Saturday, August 1, 2009

The best moments

Think about the moments you were most happy. An event, a period of time, a phase of your life. These moments mark our passages. Markers on the continuum of our own lives. They define us.

I think back to my fifth birthday, which I do not remember at all, but I have an old film of it, and I see happiness on my face. I have been perched on a chair at the head of a kitchen table, surrounded by my extended family, my chubby tan little body capped by sun bleached hair, even a few curls there, rarely seen again, where I preside over the lighting of birthday candles and the opening of presents. There is glee in my eyes, the one and only feature of my face that remains largely the same. My mother is especially beautiful that day, tanned and freckled skin exposed by a sundress, and healthy - perhaps the last time in my life as she was diagnosed soon after with the disease that would define and ultimately rob her life.
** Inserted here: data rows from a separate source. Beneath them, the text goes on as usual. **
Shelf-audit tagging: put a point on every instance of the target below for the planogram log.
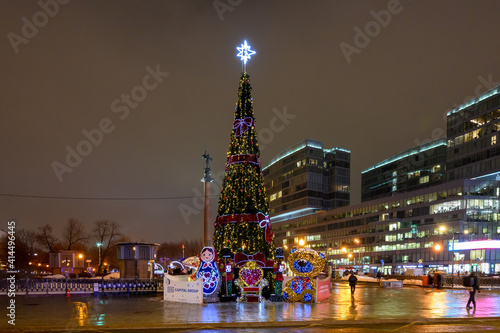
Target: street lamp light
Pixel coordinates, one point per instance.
(357, 241)
(99, 263)
(442, 228)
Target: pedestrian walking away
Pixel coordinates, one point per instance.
(472, 288)
(352, 282)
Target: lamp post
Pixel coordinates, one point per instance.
(452, 253)
(99, 262)
(357, 241)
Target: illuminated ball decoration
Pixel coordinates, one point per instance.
(306, 264)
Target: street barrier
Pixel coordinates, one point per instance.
(46, 286)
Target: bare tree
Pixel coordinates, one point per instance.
(74, 233)
(106, 233)
(45, 238)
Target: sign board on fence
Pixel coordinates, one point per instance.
(185, 291)
(322, 289)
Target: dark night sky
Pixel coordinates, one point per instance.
(390, 97)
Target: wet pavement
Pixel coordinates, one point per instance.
(370, 304)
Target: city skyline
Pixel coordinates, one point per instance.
(151, 86)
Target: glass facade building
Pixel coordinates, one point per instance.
(473, 137)
(414, 168)
(307, 178)
(433, 207)
(401, 232)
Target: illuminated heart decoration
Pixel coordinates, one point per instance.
(251, 274)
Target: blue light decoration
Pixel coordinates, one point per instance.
(245, 53)
(209, 273)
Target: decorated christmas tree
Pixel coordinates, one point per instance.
(242, 222)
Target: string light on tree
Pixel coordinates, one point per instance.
(243, 210)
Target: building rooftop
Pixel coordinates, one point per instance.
(305, 143)
(488, 93)
(409, 152)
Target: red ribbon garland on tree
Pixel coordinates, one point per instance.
(242, 125)
(241, 158)
(265, 224)
(240, 259)
(260, 218)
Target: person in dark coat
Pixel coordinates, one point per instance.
(352, 282)
(439, 281)
(473, 289)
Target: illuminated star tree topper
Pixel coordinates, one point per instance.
(245, 54)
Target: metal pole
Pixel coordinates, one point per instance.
(453, 260)
(207, 179)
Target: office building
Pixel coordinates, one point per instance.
(432, 228)
(473, 137)
(307, 178)
(418, 167)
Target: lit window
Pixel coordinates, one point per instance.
(424, 180)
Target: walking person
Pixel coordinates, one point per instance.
(474, 286)
(352, 282)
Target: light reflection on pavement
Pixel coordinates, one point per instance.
(369, 303)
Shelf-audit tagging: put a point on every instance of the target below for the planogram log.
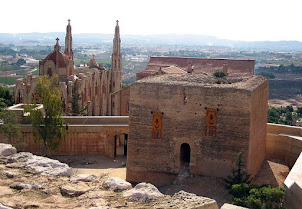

I leap forward not to my wedding day, which was marked more by nerves and uncertainty than joy, but to a belated scuba diving honeymoon where we finally relaxed into matrimony and where my first daughter was conceived, and subsequently the utter joy of that pregnancy, filled with the delight of possibilities, an effort, the first really of my life, to be truly healthy, and the rewards of thicker hair and brighter skin and a joyful outlook, only now and then marred by the anxiety that would come to plague the early years of motherhood. Fast forward to the birth of the second daughter, and the happiness, not only to have another healthy child, but to begin to be a better mother, always easier the second time.

The first publication of written words. The completion of a degree and then another, although these were more relief and satisfaction perhaps than happiness. Moments on the beach, at family gatherings, with friends. Rare but heavenly moments where my husband and I were in sync and taking such pleasure in love.

Maple Avenue. At last, having released the ballast of the big house in the back country, Rusty’s dream house, we move to the 150 year-old Greek revival on the busy in-town street, with wonderfully tall ceilings and chestnut floorboards and five carved mantles over working fireplaces, and the sheer treasure of owning and inhabiting a house filled with history. I drove down to Maple Avenue the morning before we closed, 5:00 AM, a rare quiet time in town, and stared at the house from across the street, knowing in the deepest part of me that the house and I were meant to be. My house, my home, the address of which remains with me as my internet moniker, where holiday parties became tradition and church bells chimed the passing of each day and the first novels were written in the front parlor, while children grew and flew and, sadly, romance was lost, but a self discovered.

Meandering through bookstores, especially the great ones, these are always happy moments. Working at bookstores. Discovering new places. Time with children, with the dearest of friends. A great play or film. A great book. Long afternoons on the beach. These moments of happiness, constant but fleeting, punctuate a life.

The first moments in Laguna Beach, the neon sign marking a new life. The move. The first year of discovery, the year of making friends. The early blogs so filled with delight at everything from views to foliage to the familiar detritus of a walk to town.

I look back at my life and see what made me happy and seek more of that going forward. The best part of life, the looking forward, is now largely past – love, marriage, children, career, personal development – but the pleasure of all that stays with me. None of it has to do with work or money or status. Only moments of joy and contentment. That’s all there is and that perhaps is the essence of happiness, if one is so lucky as I to have had so many moments.